Le donne non sono benvenute nelle viscere della montagna. A essa possono avvicinarsi solo le palliri, le vedove dei minatori scomparsi che, per sopravvivere, hanno il diritto di raccogliere le pietre, che a volte cadono dai carrelli, nel tragitto tra l’ingresso della miniera e i camion che le trasportano. Si incontrano al mercato, dove, con tutti gli altri lavoratori, si recano per acquistare non solo gli attrezzi loro necessari, ma anche le foglie di coca, elemento indispensabile per lavorare un’intera giornata a quell’altitudine; le sigarette artigianali, che contengono eucalipto e aiutano la respirazione; e l’alcol puro (96°), che si consuma nelle pause del lavoro e consente di resistere in quelle condizioni estreme.
L’ingresso per l’inferno
Degli oltre 500 fori aperti, nei secoli, nel Cerro Rico, ne visito alcuni accompagnato da una guida e da un gruppo di minatori. A dispetto del gran caldo che c’è fuori, dopo alcune centinaia di metri, la temperatura scende sotto lo zero. Diverse stalattiti ostacolano il percorso, mentre l’acqua, in alcuni punti, giunge fino alle caviglie ed entra negli stivali logori. Proseguendo, alle zone più facilmente percorribili, che si trovano all’inizio, se ne alternano altre in cui bisogna camminare quasi inginocchiati, poiché i cunicoli, alti poco più di un metro, diventano sempre più piccoli e angusti. Se ci si ferma, prende il sopravvento lo sgomento. Eccetto il flebile chiarore emesso dalla lampada sistemata sul casco, tutt’intorno vi è il buio più totale e ci si sente immersi in un silenzio assoluto. Silenzio interrotto bruscamente solo dal passaggio dei carrelli, pesanti una tonnellata, colmi di minerali raccolti e trascinati, lungo le rotaie divenute quasi inservibili col passare degli anni, da quattro lavoratori per volta. In questi casi, bisogna muoversi con attenzione, cercando corridoi laterali o spingendo, più che si può, il proprio corpo contro il muro per facilitarne il passaggio.
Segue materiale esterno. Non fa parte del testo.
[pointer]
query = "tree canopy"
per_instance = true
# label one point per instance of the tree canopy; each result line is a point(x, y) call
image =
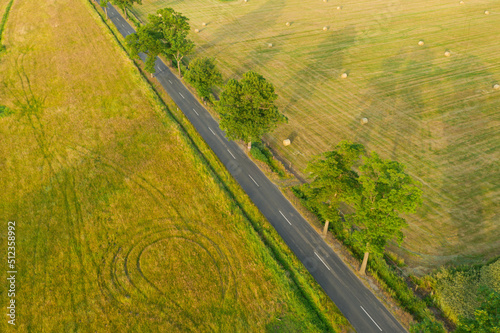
point(202, 75)
point(165, 34)
point(247, 108)
point(379, 192)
Si cammina ancora e, in pochi minuti, la temperatura sale vertiginosamente. Ora è oltre i quaranta gradi. L’escursione termica è micidiale. La terra sotto i piedi non è più bagnata, ma arida. L’aria si fa pesante; manca l’ossigeno. La polvere è dappertutto, la si respira e ti entra negli occhi. Bisogna andare oltre, avanzare di qualche decina di metri, fino al fondo, dal quale, adesso, si sentono forte dei rumori. Qui ci sono i perforisti, quelli che hanno il lavoro più difficile: bucare le mura con il trapano e squarciare le pareti con la dinamite preparata artigianalmente. Lavorano quasi nudi, in condizioni terribili. Alcuni, utilizzando veri e propri ascensori per l’inferno, scendono fino a 240 metri di profondità, in tunnel minuscoli a stento attraversabili con il corpo. Alla ricerca di una vena di zinco, stagno o piombo. Per portarne in superficie il più possibile e poter ricevere la paga settimanale.
Al ritorno, il cammino è lungo. Il freddo penetra le ossa e lo si avverte ancor più che all’andata. E quando finalmente si scorge una luce in lontananza, il pensiero dell’uscita è ritorno alla vita. Sembra trascorsa un’eternità, ma l’orologio è li a ricordare che son passate soltanto tre ore. Il sole forte illumina e riscalda, mentre giungono altri mineros che si accingono a cominciare il loro turno. Nel guardare i loro volti, gentili ma induriti dal lavoro, non ci si può non domandare come sia possibile trascorrere ogni giorno per 30 anni in quell’inferno.
Un’economia semicoloniale
Nei decenni, il numero dei minatori boliviani si è ridotto significativamente ed è oggi pari a 70.000 unità, soltanto l’1,5% della popolazione attiva. Tuttavia, se si considera che producono il 25% delle esportazioni del paese, che, grazie a essi, altri 300.000 lavoratori trovano impiego nei trasporti, nella produzione di macchinari e nel commercio, e che costituiscono una delle punte più combattive del proletariato dell’America Latina, si comprende perché rappresentino ancora una componente essenziale della vita economica e sociale del paese più povero del sub-continente.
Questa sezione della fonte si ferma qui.